The gene expression assay is saved in the RDS file of scRNA_se.rds
under the current directory.
The code chunk below read the RDS into R and examine its contents. We could see that the data is a SummarizedExperiment
object having 45768 genes and 511 samples (cells). The expression array can be accessed by assays(scRNA_se)[["RPKM"]]
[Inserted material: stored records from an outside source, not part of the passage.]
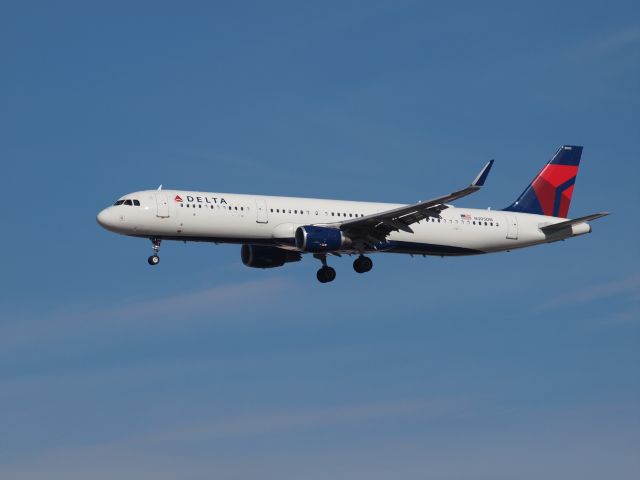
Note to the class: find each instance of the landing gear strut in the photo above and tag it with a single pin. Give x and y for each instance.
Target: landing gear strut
(326, 273)
(362, 264)
(154, 259)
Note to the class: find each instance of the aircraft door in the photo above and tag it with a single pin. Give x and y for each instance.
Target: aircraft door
(261, 211)
(512, 227)
(162, 206)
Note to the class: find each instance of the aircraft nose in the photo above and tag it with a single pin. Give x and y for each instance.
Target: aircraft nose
(105, 218)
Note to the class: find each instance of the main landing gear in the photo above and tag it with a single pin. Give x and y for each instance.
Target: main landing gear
(362, 264)
(154, 259)
(326, 273)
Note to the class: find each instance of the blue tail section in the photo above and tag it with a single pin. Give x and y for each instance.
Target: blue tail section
(551, 191)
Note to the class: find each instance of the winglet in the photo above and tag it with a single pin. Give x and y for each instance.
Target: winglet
(482, 176)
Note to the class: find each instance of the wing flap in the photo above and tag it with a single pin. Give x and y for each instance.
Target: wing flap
(379, 225)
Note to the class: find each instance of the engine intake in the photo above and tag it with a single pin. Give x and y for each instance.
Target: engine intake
(258, 256)
(310, 238)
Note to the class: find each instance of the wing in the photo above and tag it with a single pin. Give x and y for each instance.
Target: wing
(376, 227)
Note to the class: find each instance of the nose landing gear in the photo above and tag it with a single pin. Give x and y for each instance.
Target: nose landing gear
(362, 264)
(154, 259)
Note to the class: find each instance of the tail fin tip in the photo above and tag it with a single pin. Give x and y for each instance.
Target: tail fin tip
(551, 190)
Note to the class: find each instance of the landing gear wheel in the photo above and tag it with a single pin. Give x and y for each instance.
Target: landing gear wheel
(362, 264)
(326, 274)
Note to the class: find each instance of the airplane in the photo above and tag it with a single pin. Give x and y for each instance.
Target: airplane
(276, 230)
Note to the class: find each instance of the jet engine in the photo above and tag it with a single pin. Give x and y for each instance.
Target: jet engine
(310, 238)
(258, 256)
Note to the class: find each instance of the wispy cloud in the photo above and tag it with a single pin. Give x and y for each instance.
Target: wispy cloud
(626, 286)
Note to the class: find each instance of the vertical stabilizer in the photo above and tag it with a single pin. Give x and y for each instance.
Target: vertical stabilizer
(550, 192)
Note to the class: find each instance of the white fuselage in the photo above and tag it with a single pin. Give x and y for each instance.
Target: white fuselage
(271, 220)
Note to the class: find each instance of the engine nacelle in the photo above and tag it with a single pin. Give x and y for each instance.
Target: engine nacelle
(320, 239)
(258, 256)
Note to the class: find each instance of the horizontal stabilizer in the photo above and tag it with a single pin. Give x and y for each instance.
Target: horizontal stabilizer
(568, 223)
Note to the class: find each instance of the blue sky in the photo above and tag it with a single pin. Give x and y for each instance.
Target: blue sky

, and the ground truth label of the cell types can be retrieved by scRNA_se$cell_type
.
library(SummarizedExperiment)
scRNA_se <- readRDS("scRNA_se.rds")
scRNA_se
## class: SummarizedExperiment
## dim: 45768 511
## metadata(0):
## assays(1): RPKM
## rownames: NULL
## rowData names(1): gene_id
## colnames: NULL
## colData names(1): cell_type
table(scRNA_se$cell_type) #Biological conditions (experimental design)
##
## CellType_1 CellType_2 CellType_3 CellType_4 CellType_5
## 68 68 108 215 52
str(rowData(scRNA_se)$gene_id) #Gene ids
## chr [1:45768] "0610005C13Rik" "0610006L08Rik" "0610007P14Rik" ...
str(assays(scRNA_se)[["RPKM"]]) #Expression array (in RPKM)
## num [1:45768, 1:511] 0 0 134 165 0 ...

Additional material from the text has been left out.